The CPU that I am targeting is VLIW with no hardware interlocking (the next instruction does not wait for the previous to complete). This leads to fairly complex scheduling, but can be generally accommodated well in LLVM.

However, I have a small number of useful instructions with quite complex scheduling interactions between latency, register liveness and which have more than one register as input and more than one as output.

LLVM assumes that input registers are read as an instruction commences and become dead at that time; while output registers are committed when the instruction latency is complete and they become live at that time.

But for some instructions this is not the case. I have one particular example of an instruction where one of the input registers is read and becomes dead as the instruction starts, but the other input register is read and becomes dead at the commencement of the following cycle. It also writes-back one of the output registers at the end of the 2nd cycle which is when that register becomes truly live, and the other output register is written-back 4 cycles later which is when it becomes live.

The TableGen descriptions do not seem to have any means of binding a register-liveness schedule to specific operands.

So far I have omitted supporting these particular instructions as I can’t figure out how they can be modelled within LLVM. Does anybody know how I might approach describing these kind of semantics to LLVM so that I can safely schedule them?

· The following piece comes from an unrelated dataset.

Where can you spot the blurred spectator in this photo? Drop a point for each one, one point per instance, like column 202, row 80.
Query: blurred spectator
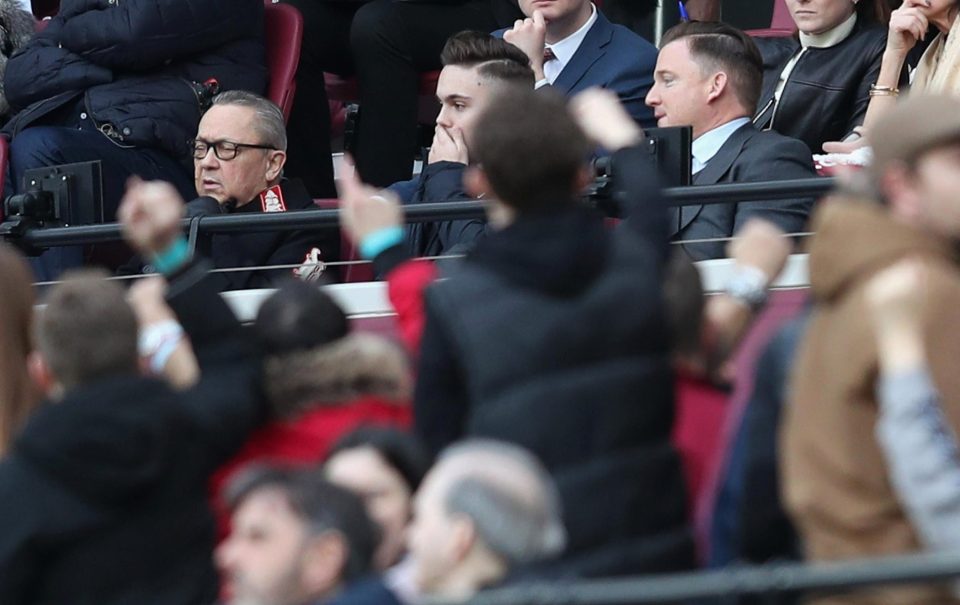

Variations of this involve instructions designed for pipelined execution, and in pipelined mode then schedule for some operands is different than for single-issue execution.

Thanks,

MartinO

I remember in particular that Fujitsu FR has / had something like this, but they implemented the solution at the actual instruction level when dealing with assembly. Performing a division required running div0, then a series of about 20 div1, then a div2s or div2u or similar to complete the output. It was sort of what I imagine VLIW instructions do in microcode, but had to be written out. What about treating this similarly at the MachineInst level as a PseudoInst or Bundle type format or something to allow other instructions to be inserted where they can be efficiently pipelined without infringing on register use-liveness delay, but emitting it as a single instruction in the original position with the other insts not emitted? In any case it sounds like a difficult proposition

Maybe take a look at whatever is being done in the ARM backend about the LMDIA STMIA style instructions which have different timings depending on how many registers they load or store. In that case I don’t know if the loaded registers are all materialized at once after an appropriate delay according to processor timing or whether the additional cycles taken by versions with more operands make the registers live as they go along. I’m guessing they modeled it as all outputs of the load being live after the full instruction delay, because ARM’s documents are unclear on whether or not any become live before the “normal” delay of a single load and the timings are weird. That’s why I suggest it though, it’s the closest thing I can think of to what you’re talking about and has very weird timings depending on how many registers are loaded at once, or did on ARMv7 anyway.

This sounds like ReadAdvance (grep the codebase); we use this to model a few instructions that fetch instructions earlier than would otherwise be necessary (or later!).

—escha